The sextet established its muscle immediately, opening with roaring versions of the three leadoff tracks from June’s Crack-Up, the group’s first LP in six years. While Pecknold strummed on his acoustic guitar and sang, his bandmates built a wall of sound around him—Skyler Skjelset’s blazing electric guitar work, Christin Wargo’s rumbling basslines, Casey Wescott’s tasteful piano runs, Matt Barrick’s decisive drumming and Morgan Henderson’s nonstop instrument swapping, from flute to sax to upright bass and beyond.
A smartly devised light show—utilizing one large screen overhead and six smaller surfaces surrounding the musicians onstage—complemented the sound, at times with a psychedelic approach more associated with Animal Collective or Tame Impala. And yet, amid their amped-up live presentation, Fleet Foxes stayed true to the songwriting spirit at their core.

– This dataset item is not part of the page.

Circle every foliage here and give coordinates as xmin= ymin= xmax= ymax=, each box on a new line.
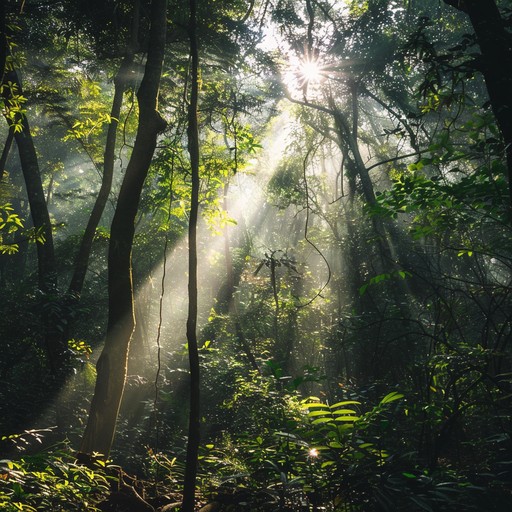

Pecknold’s ultra-pure voice and timeless, picturesque lyrics soared through the hall all night, raising goosebumps at the peak moments in beloved “oldies” like “Ragged Wood,” “He Doesn’t Know Why,” “Helplessness Blues” and especially “Mykonos.” And the 31-year-old frontman went one step further, stripping away everything around him on a solo-acoustic “Tiger Mountain Peasant Song,” the show’s absolute pinnacle.
“It’s my first time playing Las Vegas … actually, it’s my first time physically being in Las Vegas,” Pecknold told an appreciative crowd that appeared to number close to 1,000, before later adding, “I came to the right place.”